Qu’est-ce que le «vote de confiance» annoncé par François Bayrou pour le 8 septembre ?

Selon François Bayrou, il s’agira de trancher la «question centrale» de «la maîtrise de nos finances». Le Premier ministre a indiqué, ce lundi 25 août, avoir «demandé au président de la République de convoquer l’Assemblée nationale en session extraordinaire le 8 septembre» en vue «d’engager la responsabilité du gouvernement sur une déclaration de politique générale». L’annonce est intervenue au cours d’une conférence de presse de rentrée, qui avait pour objet de répondre aux nombreuses interrogations sur la cure d’austérité présentée le 15 juillet.
Si les députés renouvellent leur confiance au gouvernement, a ensuite exposé François Bayrou, le vote «consacrera» ainsi le principe de son plan d’économies budgétaires – un «effort» chiffré à près de 44 milliards d’euros de réduction du déficit public du pays. C’est seulement après un tel scrutin, estime le Premier ministre, que pourra avoir lieu «la discussion» sur «chacune des mesures de ce plan d’urgence». A l’inverse, sans adhésion de l’Assemblée, il considérera que «l’action» est «impossible». «S’il n’y a pas cet accord minimal, ça ne sert à rien, on n’y arrivera pas», a-t-il martelé.
Le recours à l’article 49 alinéa 3 de la Constitution, par lequel le gouvernement engage sa responsabilité sur le vote d’un texte, s’est généralisé ces dernières années. Mais il n’est pas question, pour le moment, de déclencher cet outil. François Bayrou use d’une autre faculté que lui offre le même article, à l’alinéa premier. Cette disposition permet au Premier ministre, «après délibération du Conseil des ministres», d’engager «devant l’Assemblée nationale la responsabilité du gouvernement sur son programme ou éventuellement sur une déclaration de politique générale».
Avec pour conséquence très directe, comme le dispose l’article suivant, de faire tomber le couperet si l’Assemblée désapprouve la déclaration de politique générale. Dans ce cas, le Premier ministre se trouve obligé de «remettre au président de la République la démission du gouvernement», impose l’article 50.
En pratique, il incombe à la conférence des présidents de l’Assemblée d’organiser le débat, prévoit le règlement de la Chambre basse du Parlement. Il lui revient de répartir le temps de parole, qui doit être «attribué pour moitié aux groupes d’opposition», en conservant «un temps minimum de cinq minutes» pour «un député n’appartenant à aucun groupe». Les dernières minutes sont réservées à l’exécutif, lui permettant de «répondre aux orateurs qui sont intervenus». A l’issue du débat, les différents groupes politiques peuvent encore prendre la parole, afin de se livrer à des explications de vote.

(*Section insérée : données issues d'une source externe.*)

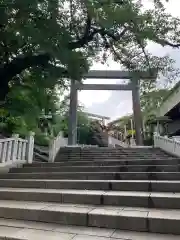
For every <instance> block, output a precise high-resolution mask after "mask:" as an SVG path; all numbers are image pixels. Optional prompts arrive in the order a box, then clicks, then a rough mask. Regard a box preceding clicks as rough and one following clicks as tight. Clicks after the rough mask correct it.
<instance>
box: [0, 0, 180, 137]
mask: <svg viewBox="0 0 180 240" xmlns="http://www.w3.org/2000/svg"><path fill="white" fill-rule="evenodd" d="M165 2H166V1H165V0H164V1H163V0H162V1H161V0H154V5H153V6H152V7H151V8H149V9H145V8H144V6H143V5H142V4H141V1H139V0H129V1H115V0H110V1H96V0H86V1H80V0H71V1H67V0H62V1H59V0H49V1H46V0H26V1H22V0H16V1H14V0H8V1H6V0H0V5H1V7H0V62H1V69H0V78H1V76H4V77H5V78H4V77H3V78H1V83H0V93H1V89H5V85H4V82H3V81H2V79H6V77H7V75H8V74H11V73H12V72H13V74H12V76H11V75H10V81H9V78H8V77H7V79H8V81H9V82H8V86H9V87H10V91H9V90H8V91H9V94H8V96H7V98H6V102H5V105H4V108H5V109H6V111H7V112H8V115H7V117H6V118H7V119H6V122H5V123H3V124H2V125H3V126H2V127H3V128H4V127H5V125H6V126H7V130H8V131H9V132H13V131H19V132H22V133H21V134H22V135H23V134H26V132H27V131H29V130H33V129H37V127H38V121H39V117H40V115H41V113H42V110H43V109H45V113H48V112H49V110H51V112H52V114H54V113H55V111H56V110H57V102H58V98H57V91H56V90H57V88H58V89H60V90H61V93H62V92H63V90H64V89H66V88H67V87H68V86H69V80H67V79H71V78H72V79H76V80H79V81H80V80H81V79H82V76H83V75H84V74H85V73H86V72H87V71H88V69H89V67H90V65H91V64H92V62H93V61H95V60H98V61H99V60H100V61H106V59H107V57H108V54H112V56H113V58H114V59H115V60H116V61H118V62H119V63H120V64H121V65H122V66H123V67H124V68H126V69H128V70H150V69H151V68H155V69H157V70H158V71H159V75H162V74H163V75H165V76H167V73H168V72H170V73H171V74H170V76H171V77H172V76H174V74H173V73H177V72H176V71H174V69H173V61H172V60H171V59H170V58H169V57H167V56H164V57H161V58H160V57H157V56H153V55H152V54H150V53H149V52H148V50H147V46H148V43H149V42H151V41H152V42H155V43H157V44H160V45H162V46H171V47H179V46H180V28H179V26H180V20H179V19H178V18H174V17H172V16H171V15H170V14H168V13H167V12H166V10H165V8H164V3H165ZM43 53H45V54H48V56H49V58H48V60H49V61H48V62H47V61H45V62H43V61H42V64H41V65H40V66H39V67H38V66H36V64H32V63H31V62H30V63H29V64H28V67H23V66H22V65H23V63H22V62H21V64H17V62H16V60H17V59H19V58H22V59H25V58H26V57H27V56H28V57H29V56H38V55H39V54H43ZM99 53H101V54H99ZM12 63H13V64H14V65H13V64H12ZM11 64H12V65H13V66H14V68H13V71H7V69H8V67H9V65H11ZM37 65H38V64H37ZM19 69H20V70H19ZM17 73H18V74H17ZM150 73H151V72H150ZM6 87H7V86H6ZM155 88H156V79H154V80H153V81H151V82H149V81H143V82H142V83H141V93H142V96H141V101H142V106H143V108H144V111H145V112H149V111H150V109H149V106H148V103H151V100H150V99H156V100H157V101H154V103H152V104H150V105H152V106H153V105H156V104H157V103H158V102H159V101H160V100H161V99H159V96H158V93H156V90H154V89H155ZM5 90H6V89H5ZM150 90H153V91H150ZM2 92H3V91H2ZM149 92H150V93H149ZM147 93H148V94H147ZM162 95H163V94H162ZM155 96H156V97H155ZM67 102H68V101H67ZM67 102H65V104H64V105H63V107H61V108H60V110H62V109H63V110H64V112H67V107H68V104H67ZM152 106H151V107H150V108H151V109H152ZM61 116H63V117H64V115H61ZM64 119H65V120H61V121H60V122H58V121H56V120H55V119H54V120H53V121H54V123H53V125H54V126H53V129H54V134H55V135H57V133H58V132H59V130H61V129H62V130H63V131H64V132H65V134H66V135H67V118H64ZM63 121H64V122H63ZM80 123H81V124H80ZM79 124H80V125H78V127H79V129H84V126H85V128H86V130H87V129H88V127H89V126H88V124H87V118H86V117H84V116H83V117H82V116H79ZM86 134H87V132H86V131H85V130H82V133H80V136H84V135H86ZM83 138H85V137H83Z"/></svg>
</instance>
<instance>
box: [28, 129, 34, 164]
mask: <svg viewBox="0 0 180 240" xmlns="http://www.w3.org/2000/svg"><path fill="white" fill-rule="evenodd" d="M34 135H35V133H34V132H29V136H28V144H27V162H28V163H29V164H31V163H32V162H33V154H34Z"/></svg>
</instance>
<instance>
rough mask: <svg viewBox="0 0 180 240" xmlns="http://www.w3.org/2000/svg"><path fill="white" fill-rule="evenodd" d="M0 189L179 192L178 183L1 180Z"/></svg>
mask: <svg viewBox="0 0 180 240" xmlns="http://www.w3.org/2000/svg"><path fill="white" fill-rule="evenodd" d="M0 187H11V188H13V187H14V188H41V189H43V188H44V189H79V190H104V191H108V190H109V191H132V190H133V191H146V192H149V191H151V192H161V191H162V190H163V192H180V181H148V180H111V181H110V180H51V179H43V180H41V179H1V181H0Z"/></svg>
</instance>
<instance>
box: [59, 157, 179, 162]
mask: <svg viewBox="0 0 180 240" xmlns="http://www.w3.org/2000/svg"><path fill="white" fill-rule="evenodd" d="M124 159H128V160H156V159H157V160H171V159H173V158H172V157H169V158H168V157H166V158H160V157H158V158H155V157H152V156H151V157H126V156H123V157H108V156H106V157H86V158H80V157H77V158H62V157H61V158H56V159H55V162H65V161H98V160H102V161H104V160H105V161H107V160H124ZM174 159H177V158H174Z"/></svg>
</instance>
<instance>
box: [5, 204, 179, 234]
mask: <svg viewBox="0 0 180 240" xmlns="http://www.w3.org/2000/svg"><path fill="white" fill-rule="evenodd" d="M0 217H3V218H8V219H10V218H11V219H17V220H26V221H39V222H48V223H59V224H63V225H67V224H68V225H76V226H86V227H100V228H110V229H121V230H131V231H143V232H152V233H169V234H180V228H179V225H180V210H172V209H171V210H164V209H162V210H161V209H146V208H133V207H131V208H129V207H110V206H106V207H105V206H99V207H98V206H94V205H86V206H84V205H74V204H60V203H58V204H55V203H44V202H41V203H35V202H22V201H0Z"/></svg>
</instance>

Le vote a lieu par scrutin public : un à un, les députés sont appelés à la tribune, pour que leurs bulletins soient placés dans l’urne. Dans le cadre du 49.1, la règle est celle de la majorité absolue des suffrages exprimés. Autrement dit, pour faire tomber le gouvernement, il suffit que plus de la moitié des votants se prononce contre son programme. L’article protège donc moins l’exécutif que le 49.3 qui, lui, requiert la majorité absolue des membres de l’Assemblée (au moins 289 députés).
Depuis le début de la Ve République, l’article 49.1 a été utilisé en tout 41 fois. Une fois nommé, le gouvernement n’est pas tenu d’engager sa responsabilité devant l’Assemblée. La pratique entre 1958 et 1993 a montré que les Premiers ministres ont toujours considéré cette faculté comme optionnelle : certains y ont notamment renoncé parce qu’ils ne disposaient pas d’une majorité absolue à l’Assemblée. Après 1993, quasi tous les gouvernements ont sollicité l’approbation des députés dans les jours suivant leur nomination, mais le dernier vote de confiance remonte à juillet 2020, après l’arrivée de Jean Castex à Matignon. Plusieurs gouvernements ont aussi eu recours au 49.1 dans le cours de leur existence, pour répondre à des circonstances particulières, à l’instar de Michel Rocard en 1991. Le Premier ministre avait alors sollicité la confiance de l’Assemblée sur sa politique au Moyen-Orient, en plein déclenchement de la guerre du Golfe. Alain Juppé l’a imité en 1995 pour valider sa réforme de la Sécurité sociale.
La confiance a toujours été votée jusque-là. Si François Bayrou échouait à obtenir l’accord des députés sur le principe de son plan de rigueur, il serait l’unique Premier ministre, sous la Ve République, à avoir fait chuter son gouvernement sur ce fondement. Le pays n’a plus connu pareil renversement depuis 1955, lorsque l’Assemblée avait désavoué l’exécutif dirigé par Pierre Mendès France.